Modeling and experimental verification of a variable-stiffness isolation system using a leverage mechanism

Abstract

Recent studies have discovered that conventional isolation systems may incur excessive isolator displacement in a near-fault earthquake with strong long-period wave components. To overcome this problem without jeopardizing isolation efficiency, a novel semi-active isolation system called a Leverage-type Variable Stiffness Isolation System (LVSIS) is realized in this study. By utilizing a simple leverage mechanism, the isolation stiffness of the LVSIS can be easily controlled by adjusting the position of the pivot point on the leverage arm.
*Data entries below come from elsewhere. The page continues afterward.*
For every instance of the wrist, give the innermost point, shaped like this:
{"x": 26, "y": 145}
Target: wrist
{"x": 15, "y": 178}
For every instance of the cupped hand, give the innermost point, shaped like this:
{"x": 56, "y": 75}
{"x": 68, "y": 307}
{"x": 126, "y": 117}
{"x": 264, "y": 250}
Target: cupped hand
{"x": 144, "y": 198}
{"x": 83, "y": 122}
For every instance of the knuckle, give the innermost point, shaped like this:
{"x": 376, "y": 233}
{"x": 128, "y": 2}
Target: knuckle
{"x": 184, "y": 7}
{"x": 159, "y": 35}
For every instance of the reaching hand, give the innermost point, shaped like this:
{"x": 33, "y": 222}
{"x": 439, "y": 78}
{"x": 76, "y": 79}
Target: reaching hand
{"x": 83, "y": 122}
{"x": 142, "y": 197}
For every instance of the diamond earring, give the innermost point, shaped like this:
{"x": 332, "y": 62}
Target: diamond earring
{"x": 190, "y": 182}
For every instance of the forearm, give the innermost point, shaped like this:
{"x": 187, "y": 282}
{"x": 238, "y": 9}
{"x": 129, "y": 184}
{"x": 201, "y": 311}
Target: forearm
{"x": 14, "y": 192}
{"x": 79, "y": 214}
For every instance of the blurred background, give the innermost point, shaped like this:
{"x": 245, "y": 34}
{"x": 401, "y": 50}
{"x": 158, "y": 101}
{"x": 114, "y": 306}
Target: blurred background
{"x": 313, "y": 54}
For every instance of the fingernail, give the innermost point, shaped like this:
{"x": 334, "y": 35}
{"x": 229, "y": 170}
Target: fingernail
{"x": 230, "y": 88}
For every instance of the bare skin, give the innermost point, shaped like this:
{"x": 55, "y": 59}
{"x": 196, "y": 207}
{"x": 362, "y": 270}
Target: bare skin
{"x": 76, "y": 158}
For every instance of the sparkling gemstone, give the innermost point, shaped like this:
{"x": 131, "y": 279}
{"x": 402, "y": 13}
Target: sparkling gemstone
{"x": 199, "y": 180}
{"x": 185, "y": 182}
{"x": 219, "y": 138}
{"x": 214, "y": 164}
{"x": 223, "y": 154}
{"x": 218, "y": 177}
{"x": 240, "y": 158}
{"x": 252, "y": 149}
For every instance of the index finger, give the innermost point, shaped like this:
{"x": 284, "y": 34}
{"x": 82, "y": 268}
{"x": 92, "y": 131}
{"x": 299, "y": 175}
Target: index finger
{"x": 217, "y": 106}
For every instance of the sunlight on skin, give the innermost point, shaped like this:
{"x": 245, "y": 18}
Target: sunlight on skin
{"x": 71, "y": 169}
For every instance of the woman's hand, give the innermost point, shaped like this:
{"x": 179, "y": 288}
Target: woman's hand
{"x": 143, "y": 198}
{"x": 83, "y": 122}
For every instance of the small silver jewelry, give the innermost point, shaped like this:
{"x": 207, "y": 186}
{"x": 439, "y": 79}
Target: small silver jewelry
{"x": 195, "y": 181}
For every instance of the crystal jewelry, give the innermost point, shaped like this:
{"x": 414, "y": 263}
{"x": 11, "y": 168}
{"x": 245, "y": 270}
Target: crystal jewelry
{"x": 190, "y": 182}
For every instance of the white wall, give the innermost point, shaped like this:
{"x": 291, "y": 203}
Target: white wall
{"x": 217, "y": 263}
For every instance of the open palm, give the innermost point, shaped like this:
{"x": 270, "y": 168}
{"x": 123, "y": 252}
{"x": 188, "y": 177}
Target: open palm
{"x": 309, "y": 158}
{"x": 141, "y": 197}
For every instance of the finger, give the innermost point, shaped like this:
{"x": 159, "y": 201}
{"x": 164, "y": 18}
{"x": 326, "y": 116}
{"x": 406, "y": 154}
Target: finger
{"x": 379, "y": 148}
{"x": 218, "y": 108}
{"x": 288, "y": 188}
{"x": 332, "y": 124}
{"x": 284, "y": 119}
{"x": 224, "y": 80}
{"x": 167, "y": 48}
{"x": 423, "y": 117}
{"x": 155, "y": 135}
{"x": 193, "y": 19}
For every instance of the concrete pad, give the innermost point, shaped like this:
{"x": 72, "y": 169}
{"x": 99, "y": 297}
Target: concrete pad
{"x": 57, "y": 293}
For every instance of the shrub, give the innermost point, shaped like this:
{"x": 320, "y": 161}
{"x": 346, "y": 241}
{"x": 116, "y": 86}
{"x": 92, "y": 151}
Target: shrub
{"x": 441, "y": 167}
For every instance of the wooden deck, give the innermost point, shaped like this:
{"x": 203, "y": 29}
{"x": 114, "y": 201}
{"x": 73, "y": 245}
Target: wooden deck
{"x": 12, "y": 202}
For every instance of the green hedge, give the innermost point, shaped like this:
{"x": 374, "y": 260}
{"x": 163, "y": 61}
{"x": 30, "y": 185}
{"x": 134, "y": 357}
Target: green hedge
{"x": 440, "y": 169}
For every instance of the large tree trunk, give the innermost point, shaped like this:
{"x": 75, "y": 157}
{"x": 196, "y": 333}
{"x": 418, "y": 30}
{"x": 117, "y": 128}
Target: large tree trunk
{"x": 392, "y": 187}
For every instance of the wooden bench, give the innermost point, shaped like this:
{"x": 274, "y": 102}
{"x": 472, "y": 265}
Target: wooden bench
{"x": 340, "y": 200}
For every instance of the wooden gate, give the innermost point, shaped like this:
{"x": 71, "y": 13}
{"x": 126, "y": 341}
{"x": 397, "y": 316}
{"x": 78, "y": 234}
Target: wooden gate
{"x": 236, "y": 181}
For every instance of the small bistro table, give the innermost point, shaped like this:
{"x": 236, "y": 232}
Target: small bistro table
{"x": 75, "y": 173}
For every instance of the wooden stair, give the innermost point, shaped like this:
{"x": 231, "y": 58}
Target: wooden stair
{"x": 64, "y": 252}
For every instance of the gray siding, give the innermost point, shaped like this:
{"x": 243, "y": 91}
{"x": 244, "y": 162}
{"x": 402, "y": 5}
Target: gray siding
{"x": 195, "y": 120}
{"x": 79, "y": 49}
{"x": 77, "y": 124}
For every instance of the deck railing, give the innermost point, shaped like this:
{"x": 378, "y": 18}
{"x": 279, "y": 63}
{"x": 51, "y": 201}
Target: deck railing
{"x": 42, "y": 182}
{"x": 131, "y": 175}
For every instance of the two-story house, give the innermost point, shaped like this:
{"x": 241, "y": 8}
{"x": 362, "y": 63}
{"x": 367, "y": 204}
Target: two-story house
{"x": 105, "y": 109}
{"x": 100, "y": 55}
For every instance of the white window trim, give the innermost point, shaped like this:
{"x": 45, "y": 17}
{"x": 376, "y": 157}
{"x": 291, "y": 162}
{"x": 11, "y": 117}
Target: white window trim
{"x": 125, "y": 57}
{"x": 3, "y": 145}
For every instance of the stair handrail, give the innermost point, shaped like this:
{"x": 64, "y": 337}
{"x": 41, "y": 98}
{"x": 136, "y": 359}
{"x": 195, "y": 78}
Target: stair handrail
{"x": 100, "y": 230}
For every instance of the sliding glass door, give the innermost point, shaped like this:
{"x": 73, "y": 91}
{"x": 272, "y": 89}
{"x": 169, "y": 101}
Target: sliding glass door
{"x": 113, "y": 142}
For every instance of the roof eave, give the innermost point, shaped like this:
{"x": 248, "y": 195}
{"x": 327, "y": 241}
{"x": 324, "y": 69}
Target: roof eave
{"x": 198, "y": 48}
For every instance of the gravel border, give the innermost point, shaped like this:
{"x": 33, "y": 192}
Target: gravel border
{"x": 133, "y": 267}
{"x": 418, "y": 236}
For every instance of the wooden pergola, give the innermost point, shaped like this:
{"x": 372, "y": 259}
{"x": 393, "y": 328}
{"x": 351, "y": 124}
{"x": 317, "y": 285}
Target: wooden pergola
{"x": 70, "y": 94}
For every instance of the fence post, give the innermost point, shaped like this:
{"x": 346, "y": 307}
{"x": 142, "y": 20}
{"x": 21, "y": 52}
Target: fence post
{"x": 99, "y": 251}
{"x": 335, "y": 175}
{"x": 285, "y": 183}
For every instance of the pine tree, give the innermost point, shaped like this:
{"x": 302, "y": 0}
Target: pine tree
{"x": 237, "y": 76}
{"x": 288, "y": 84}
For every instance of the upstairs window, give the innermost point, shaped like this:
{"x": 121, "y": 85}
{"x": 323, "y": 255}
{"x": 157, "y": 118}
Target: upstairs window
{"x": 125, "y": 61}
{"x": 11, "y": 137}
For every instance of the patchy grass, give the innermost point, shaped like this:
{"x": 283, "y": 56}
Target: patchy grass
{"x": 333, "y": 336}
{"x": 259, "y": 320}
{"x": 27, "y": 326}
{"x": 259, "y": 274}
For accurate analysis, the dynamic equation based on a mathematical model that considers the actual situation of all friction forces within the LVSIS is derived in the study. The mathematical model is then verified experimentally by using a prototype LVSIS tested dynamically on a shaking table. Furthermore, to determine the on-line pivot position of the LVSIS, this study also proposes a semi-active control law whose feedback gain is decided by utilizing a linear active control algorithm, such as the LQR or modal control. By comparing the isolation performance of its uncontrolled passive counterpart, the test results also demonstrate that the LVSIS with the proposed control law is especially effective in suppressing the excessive base displacement induced by a near-fault earthquake.